Coronavirus : L’infirmière de l’Hérault avait été expulsée de chez elle, ses propriétaires seront jugés


Un médecin des urgences du CHU de Lille le 10 mars 2020. (PHOTOPQR/VOIX DU NORD/MAXPPP)

Deux personnes âgées, propriétaires d’un appartement de Montarnaud (Hérault) loué à une infirmière de Montpellier, avaient usé de tous les moyens pour la faire partir, ainsi que sa famille. Elles vont devoir en répondre devant la justice.

Rendue publique en début de mois, l’histoire de cette infirmière anesthésiste, qui travaille actuellement au service réanimation de l’hôpital La Peyronnie au CHU de Montpellier, avait ému nombre d’internautes.

Dans son appartement de Montarnaud, Mélina Florès avait fait venir sa maman, jusqu’ici pensionnaire d’un Ehpad, sa fille de 20 ans et sa fillette de 3 ans.

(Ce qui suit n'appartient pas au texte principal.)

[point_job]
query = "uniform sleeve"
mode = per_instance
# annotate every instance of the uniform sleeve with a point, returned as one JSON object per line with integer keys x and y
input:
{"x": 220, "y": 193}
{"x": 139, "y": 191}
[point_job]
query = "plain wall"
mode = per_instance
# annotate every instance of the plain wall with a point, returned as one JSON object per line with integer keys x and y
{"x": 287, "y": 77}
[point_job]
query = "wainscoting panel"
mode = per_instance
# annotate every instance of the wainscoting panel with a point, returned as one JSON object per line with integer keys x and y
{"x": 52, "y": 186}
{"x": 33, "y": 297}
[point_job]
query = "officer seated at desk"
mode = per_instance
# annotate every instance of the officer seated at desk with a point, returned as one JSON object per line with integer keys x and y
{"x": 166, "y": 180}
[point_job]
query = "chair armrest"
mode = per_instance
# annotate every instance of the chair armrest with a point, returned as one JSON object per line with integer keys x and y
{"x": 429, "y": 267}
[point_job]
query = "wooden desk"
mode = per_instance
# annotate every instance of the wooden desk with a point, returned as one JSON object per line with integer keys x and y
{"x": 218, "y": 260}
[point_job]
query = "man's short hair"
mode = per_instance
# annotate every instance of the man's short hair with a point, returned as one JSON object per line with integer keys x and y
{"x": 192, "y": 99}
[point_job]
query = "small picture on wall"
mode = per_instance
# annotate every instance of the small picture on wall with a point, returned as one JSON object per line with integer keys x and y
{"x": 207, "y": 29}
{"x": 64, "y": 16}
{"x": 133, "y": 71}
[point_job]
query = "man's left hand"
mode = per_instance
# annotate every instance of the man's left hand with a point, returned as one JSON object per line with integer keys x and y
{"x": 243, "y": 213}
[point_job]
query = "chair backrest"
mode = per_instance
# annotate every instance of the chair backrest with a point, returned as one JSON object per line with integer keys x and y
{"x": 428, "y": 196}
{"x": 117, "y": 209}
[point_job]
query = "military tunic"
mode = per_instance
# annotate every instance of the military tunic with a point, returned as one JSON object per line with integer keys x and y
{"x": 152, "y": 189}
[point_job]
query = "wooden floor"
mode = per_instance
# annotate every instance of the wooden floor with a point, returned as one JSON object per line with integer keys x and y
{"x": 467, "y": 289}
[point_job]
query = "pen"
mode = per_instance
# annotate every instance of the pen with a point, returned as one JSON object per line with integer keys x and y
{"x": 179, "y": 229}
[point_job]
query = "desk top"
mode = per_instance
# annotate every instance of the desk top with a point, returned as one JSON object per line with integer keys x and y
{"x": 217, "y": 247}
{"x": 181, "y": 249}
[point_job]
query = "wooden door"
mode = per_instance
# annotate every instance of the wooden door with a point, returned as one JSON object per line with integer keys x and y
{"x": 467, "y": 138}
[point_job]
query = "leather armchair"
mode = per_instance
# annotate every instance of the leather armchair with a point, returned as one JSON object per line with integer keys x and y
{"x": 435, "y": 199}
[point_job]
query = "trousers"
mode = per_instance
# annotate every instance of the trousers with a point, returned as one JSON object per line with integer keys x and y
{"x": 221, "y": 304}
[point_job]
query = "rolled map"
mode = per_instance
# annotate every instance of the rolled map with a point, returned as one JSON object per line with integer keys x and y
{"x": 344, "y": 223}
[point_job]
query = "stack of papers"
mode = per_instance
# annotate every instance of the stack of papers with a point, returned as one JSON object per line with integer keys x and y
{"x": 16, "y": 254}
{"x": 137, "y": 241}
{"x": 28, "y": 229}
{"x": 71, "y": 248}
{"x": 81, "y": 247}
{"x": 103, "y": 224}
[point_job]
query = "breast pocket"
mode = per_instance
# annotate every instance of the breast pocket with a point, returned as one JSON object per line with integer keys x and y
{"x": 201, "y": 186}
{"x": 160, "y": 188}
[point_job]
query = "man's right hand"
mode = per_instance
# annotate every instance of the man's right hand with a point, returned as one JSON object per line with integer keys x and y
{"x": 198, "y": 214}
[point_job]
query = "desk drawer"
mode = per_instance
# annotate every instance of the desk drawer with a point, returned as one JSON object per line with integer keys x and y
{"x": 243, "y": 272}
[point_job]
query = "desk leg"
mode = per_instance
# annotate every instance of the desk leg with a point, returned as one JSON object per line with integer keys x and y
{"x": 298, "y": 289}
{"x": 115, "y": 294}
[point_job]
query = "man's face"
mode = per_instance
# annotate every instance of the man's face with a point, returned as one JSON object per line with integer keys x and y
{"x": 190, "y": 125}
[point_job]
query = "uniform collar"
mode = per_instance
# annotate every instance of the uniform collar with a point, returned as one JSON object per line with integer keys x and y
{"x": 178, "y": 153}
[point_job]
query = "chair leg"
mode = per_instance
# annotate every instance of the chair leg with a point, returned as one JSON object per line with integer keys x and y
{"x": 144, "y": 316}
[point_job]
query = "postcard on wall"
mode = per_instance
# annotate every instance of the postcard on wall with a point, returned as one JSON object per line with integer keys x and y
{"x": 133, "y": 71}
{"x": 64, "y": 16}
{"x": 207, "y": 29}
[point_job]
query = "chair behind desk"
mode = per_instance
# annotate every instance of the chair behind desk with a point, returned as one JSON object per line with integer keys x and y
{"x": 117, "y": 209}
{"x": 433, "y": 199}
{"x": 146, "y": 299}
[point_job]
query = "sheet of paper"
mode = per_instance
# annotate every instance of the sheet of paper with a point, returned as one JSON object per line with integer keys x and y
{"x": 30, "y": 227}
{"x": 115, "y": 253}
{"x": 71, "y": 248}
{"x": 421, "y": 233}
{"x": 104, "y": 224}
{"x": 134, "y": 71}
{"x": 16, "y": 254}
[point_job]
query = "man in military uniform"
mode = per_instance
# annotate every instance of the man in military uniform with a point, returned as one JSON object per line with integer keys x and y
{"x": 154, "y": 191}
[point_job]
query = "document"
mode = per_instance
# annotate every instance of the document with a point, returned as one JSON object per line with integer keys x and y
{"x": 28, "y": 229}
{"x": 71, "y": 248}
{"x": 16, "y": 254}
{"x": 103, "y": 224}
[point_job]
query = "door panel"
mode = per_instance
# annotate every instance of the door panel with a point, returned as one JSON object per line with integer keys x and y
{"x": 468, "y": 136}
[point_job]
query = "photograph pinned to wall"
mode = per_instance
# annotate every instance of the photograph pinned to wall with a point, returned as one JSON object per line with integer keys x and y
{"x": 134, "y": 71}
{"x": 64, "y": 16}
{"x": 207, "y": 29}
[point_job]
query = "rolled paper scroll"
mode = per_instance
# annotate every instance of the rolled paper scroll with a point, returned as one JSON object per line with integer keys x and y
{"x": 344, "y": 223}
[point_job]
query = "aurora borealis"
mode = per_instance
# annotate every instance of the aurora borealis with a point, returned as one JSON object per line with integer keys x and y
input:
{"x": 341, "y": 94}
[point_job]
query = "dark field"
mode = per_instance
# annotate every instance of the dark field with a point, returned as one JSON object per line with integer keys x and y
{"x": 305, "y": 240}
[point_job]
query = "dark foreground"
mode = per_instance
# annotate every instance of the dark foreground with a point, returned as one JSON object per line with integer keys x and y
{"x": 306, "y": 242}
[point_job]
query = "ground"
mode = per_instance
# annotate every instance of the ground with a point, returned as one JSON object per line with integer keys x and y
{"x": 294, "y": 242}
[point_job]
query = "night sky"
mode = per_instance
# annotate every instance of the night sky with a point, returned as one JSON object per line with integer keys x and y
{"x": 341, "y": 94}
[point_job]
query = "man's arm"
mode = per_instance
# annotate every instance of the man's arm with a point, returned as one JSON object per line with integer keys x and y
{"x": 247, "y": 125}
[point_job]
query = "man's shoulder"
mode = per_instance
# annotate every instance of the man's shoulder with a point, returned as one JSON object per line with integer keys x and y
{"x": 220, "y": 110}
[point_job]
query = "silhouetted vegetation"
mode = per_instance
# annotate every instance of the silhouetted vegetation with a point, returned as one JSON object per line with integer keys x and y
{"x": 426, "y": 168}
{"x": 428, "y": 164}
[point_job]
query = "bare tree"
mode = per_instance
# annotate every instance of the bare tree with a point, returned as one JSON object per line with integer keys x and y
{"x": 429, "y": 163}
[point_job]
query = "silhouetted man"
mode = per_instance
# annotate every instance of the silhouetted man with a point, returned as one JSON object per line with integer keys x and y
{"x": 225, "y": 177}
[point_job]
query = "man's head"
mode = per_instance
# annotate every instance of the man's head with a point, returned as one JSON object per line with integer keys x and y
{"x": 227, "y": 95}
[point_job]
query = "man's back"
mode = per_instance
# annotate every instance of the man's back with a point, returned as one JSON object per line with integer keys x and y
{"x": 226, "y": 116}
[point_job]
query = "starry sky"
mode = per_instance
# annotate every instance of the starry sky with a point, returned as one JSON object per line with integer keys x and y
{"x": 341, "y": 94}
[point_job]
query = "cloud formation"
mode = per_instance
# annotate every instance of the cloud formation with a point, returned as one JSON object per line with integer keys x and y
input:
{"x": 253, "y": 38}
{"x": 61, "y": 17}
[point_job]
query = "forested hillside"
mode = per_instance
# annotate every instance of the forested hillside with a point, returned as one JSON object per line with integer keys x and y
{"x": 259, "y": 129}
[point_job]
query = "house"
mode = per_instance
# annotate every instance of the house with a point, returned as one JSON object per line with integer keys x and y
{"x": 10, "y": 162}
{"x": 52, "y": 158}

Pour ne pas risquer de contaminer sa famille et pouvoir dormir à proximité du CHU, elle s’était installée dans le petit studio de sa fille à Montpellier.

Sous la pression, elle avait quitté le logement

Au terme de plusieurs jours de conflit avec les propriétaires de son appartement, qui vivent juste au-dessus, l’infirmière avait finalement rendu son logement, situé au rez-de-chaussée, qu’elle louait depuis juillet dernier avec son compagnon.

Bien décidés à faire partir tout ce petit monde de l’appartement du rez-de-chaussée, les propriétaires, âgés de 75 et 80 ans et malades, avaient commencé à leur rendre la vie insupportable. Ils avaient coupé le chauffage, l’eau chaude, l’antenne de la télévision, et faisaient le plus de bruit possible très tôt le matin.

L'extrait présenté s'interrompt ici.